7. The Investigation Management Group
In cases of considerable complexity and scale, an Investigation Management Group will be appointed.
Membership of this group should include representatives from children's social care, the police, designated health professionals and the local authorities legal services, with other agencies being invited to participate as appropriate.
The tasks and functions of the Group will be subject to the terms of reference agreed by the Strategic Management Group (SMG), and will include the following:
- To provide a forum where professionals can meet, exchange information and discuss the implementation of the agreed investigation strategy;
- To ensure a consistent strategy for interviewing victims within and outside the councils area;
- To keep the SMG informed of resources and any shortfalls;
- To ensure a consistent and appropriate inter-agency approach to support victims and their families;
- To co-ordinate the inter-agency response to families and provide consistent information;
- To ensure information is shared appropriately with other agencies not represented on the SMG or the IMG;
- To ensure clarity of roles and responsibilities for staff involved in the investigation. Investigators will have full access to all records and key information;
- To ensure that relevant intelligence is passed between agencies and to the police Major Incident Room (MIR).

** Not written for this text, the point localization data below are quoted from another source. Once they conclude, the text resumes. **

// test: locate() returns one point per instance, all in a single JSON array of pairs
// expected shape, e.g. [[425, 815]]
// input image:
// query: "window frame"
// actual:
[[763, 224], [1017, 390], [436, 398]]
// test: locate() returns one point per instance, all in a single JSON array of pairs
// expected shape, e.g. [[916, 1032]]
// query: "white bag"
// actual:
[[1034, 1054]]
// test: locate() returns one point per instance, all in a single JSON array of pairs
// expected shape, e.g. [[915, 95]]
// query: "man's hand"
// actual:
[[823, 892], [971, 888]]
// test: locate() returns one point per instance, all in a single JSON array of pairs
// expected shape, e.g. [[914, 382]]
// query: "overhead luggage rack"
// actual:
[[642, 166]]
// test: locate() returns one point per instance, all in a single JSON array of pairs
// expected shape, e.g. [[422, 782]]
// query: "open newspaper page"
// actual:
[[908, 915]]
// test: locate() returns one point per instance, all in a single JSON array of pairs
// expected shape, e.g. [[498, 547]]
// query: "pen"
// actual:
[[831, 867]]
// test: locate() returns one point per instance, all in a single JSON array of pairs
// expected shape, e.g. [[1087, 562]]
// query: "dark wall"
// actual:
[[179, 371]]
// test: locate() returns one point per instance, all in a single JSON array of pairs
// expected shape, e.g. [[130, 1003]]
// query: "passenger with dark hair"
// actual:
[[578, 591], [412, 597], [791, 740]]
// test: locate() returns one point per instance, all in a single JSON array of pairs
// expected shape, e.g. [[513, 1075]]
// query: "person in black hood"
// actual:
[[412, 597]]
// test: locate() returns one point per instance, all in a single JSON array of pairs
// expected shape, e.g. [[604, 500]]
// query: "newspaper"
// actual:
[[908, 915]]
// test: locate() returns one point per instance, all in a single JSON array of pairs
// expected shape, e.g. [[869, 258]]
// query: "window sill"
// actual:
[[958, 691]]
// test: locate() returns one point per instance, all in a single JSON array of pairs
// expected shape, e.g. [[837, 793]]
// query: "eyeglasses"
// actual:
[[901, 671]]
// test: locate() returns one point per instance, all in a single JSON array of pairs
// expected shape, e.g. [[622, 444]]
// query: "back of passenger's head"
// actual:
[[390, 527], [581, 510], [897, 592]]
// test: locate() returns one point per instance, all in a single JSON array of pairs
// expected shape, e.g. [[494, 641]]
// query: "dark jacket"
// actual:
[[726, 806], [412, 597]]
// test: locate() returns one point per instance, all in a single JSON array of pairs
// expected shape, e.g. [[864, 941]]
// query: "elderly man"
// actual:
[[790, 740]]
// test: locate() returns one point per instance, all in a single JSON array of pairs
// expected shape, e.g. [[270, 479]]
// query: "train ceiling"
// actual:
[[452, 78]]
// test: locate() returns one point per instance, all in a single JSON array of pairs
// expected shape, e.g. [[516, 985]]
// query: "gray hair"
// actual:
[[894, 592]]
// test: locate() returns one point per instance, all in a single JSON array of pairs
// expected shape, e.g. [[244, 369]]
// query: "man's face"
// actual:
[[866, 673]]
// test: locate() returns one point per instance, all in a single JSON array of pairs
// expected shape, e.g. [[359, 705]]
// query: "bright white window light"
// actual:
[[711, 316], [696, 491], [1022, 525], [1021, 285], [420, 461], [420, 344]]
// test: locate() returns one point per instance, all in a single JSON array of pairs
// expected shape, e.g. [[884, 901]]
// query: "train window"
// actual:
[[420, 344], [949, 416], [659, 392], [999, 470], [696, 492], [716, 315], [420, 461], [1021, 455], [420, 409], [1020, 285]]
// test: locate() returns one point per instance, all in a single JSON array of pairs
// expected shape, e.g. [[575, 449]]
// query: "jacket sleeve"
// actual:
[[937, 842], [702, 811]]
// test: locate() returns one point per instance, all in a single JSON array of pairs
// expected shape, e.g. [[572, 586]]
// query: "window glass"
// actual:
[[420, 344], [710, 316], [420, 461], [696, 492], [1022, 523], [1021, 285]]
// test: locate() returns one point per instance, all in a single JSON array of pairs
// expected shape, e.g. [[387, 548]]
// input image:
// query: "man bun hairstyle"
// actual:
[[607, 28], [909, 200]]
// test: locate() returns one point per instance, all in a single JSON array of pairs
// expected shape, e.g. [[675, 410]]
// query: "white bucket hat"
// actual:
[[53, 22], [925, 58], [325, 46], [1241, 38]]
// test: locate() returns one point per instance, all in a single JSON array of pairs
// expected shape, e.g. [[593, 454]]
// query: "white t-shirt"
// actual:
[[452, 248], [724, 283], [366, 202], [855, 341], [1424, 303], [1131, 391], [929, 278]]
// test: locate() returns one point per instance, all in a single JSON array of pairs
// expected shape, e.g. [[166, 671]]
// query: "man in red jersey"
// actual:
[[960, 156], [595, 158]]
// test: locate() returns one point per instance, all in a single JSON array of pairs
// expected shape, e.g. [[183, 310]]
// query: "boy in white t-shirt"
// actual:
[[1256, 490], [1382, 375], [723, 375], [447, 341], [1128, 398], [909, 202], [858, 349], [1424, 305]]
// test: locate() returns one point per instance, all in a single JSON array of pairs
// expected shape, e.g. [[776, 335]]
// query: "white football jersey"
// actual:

8. End of Enquiry/Investigation Meeting and Report
The Waterhouse Inquiry report has noted the importance of adequate referral of information about suspected abusers. It is probable that an investigation will identify individuals who are suspected abusers but against whom prosecutions are not brought. If a suspected abuser is working with children in a child care position, or in the education service, evidence and information should be shared to support disciplinary proceedings and to enable, where appropriate, the referral of suspected abusers to the Disclosure and Barring Service (DBS) and the relevant regulatory bodies.
At the conclusion of the enquiry/investigation, the Strategic Management Group must evaluate the investigation, identify the lessons learned and prepare an Overview Report with recommendations and an Action plan for the Safeguarding Children Partnership, highlighting any practices, procedures or policies which may need further attention and require either inter-agency or individual agency action plans.